Kafka Monitoring with eBPF: It’s a Whole New Perspective
Find out why comprehensive monitoring of your Kafka performance is critical and why standard approaches like server-side monitoring can undercut visibility into Kafka performance – even if you don't realize it until it's too late. Get the tips you need to improve your Kafka monitoring strategy by leveraging tools like eBPF.
Monitoring Kafka Metrics: Everything You Need to Know
At first glance, monitoring Kafka might seem simple enough. After all, Kafka produces event streams, and streaming data is one of the simplest types of data sources out there. If you simply monitor basic Kafka metrics based on the data stream, you can quickly and reliably identify issues with applications that rely on the data stream, right?

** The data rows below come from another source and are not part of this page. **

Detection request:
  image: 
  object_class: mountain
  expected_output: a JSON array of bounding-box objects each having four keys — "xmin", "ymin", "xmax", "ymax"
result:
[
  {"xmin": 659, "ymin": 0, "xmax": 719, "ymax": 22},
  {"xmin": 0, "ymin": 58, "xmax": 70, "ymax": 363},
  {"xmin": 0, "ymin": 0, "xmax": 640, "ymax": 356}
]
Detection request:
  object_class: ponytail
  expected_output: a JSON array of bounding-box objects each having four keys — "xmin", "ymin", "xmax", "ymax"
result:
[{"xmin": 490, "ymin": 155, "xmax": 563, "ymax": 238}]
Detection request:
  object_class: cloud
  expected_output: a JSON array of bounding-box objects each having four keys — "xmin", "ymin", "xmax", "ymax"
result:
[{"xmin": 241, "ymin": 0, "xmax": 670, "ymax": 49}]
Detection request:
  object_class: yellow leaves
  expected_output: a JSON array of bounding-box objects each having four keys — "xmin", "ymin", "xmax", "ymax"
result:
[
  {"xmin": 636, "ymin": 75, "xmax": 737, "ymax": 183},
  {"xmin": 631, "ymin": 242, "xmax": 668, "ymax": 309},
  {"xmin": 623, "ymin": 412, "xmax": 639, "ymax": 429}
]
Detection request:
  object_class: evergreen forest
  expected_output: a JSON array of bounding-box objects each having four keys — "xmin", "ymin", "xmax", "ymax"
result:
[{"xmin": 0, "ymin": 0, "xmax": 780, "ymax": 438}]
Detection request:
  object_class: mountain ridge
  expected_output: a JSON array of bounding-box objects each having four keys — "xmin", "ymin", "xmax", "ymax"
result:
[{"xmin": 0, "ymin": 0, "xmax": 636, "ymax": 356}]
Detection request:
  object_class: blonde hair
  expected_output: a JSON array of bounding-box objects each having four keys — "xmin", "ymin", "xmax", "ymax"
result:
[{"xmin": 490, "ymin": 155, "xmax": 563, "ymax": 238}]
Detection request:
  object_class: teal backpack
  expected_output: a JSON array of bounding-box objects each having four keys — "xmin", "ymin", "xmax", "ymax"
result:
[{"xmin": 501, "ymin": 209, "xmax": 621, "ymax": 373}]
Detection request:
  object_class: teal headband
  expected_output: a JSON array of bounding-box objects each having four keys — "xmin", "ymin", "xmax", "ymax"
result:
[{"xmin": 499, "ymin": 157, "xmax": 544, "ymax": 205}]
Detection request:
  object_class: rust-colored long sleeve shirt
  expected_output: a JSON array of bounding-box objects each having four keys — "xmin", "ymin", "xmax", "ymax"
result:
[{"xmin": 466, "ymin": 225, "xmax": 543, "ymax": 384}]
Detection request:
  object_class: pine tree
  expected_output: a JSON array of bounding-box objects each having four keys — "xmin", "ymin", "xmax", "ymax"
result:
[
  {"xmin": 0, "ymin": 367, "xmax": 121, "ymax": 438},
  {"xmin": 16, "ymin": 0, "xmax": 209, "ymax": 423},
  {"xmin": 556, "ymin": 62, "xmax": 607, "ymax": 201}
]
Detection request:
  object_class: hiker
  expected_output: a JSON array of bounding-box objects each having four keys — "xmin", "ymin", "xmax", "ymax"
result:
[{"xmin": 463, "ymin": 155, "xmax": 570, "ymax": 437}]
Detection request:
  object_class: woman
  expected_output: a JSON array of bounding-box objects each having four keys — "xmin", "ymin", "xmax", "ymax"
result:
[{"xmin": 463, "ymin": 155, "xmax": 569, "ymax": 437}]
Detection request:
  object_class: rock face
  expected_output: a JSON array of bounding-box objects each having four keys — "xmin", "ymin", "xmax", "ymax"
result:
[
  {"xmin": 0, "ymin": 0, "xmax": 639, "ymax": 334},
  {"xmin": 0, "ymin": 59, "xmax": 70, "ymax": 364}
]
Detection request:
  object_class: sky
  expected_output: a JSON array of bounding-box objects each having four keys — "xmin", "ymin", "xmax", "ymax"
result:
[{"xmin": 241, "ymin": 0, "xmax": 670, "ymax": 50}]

Well, not necessarily. The problem that many teams run into with Kafka monitoring is that the status of the data streams from the perspective of the Kafka producer isn't necessarily the same as that of the consumers. In other words, to actually monitor the data stream from within the Kafka cluster – you can’t overlook important Kafka metrics, like Producer-Consumer latency.
This article explains why a comprehensive monitoring of your Kafka performance is critical and why standard approaches like server-side monitoring, along with other Kafka monitoring misconceptions, can undercut visibility into Kafka performance – even if you don't realize it until it's too late. It also discusses tips for improving your Kafka monitoring strategy by leveraging tools like eBPF.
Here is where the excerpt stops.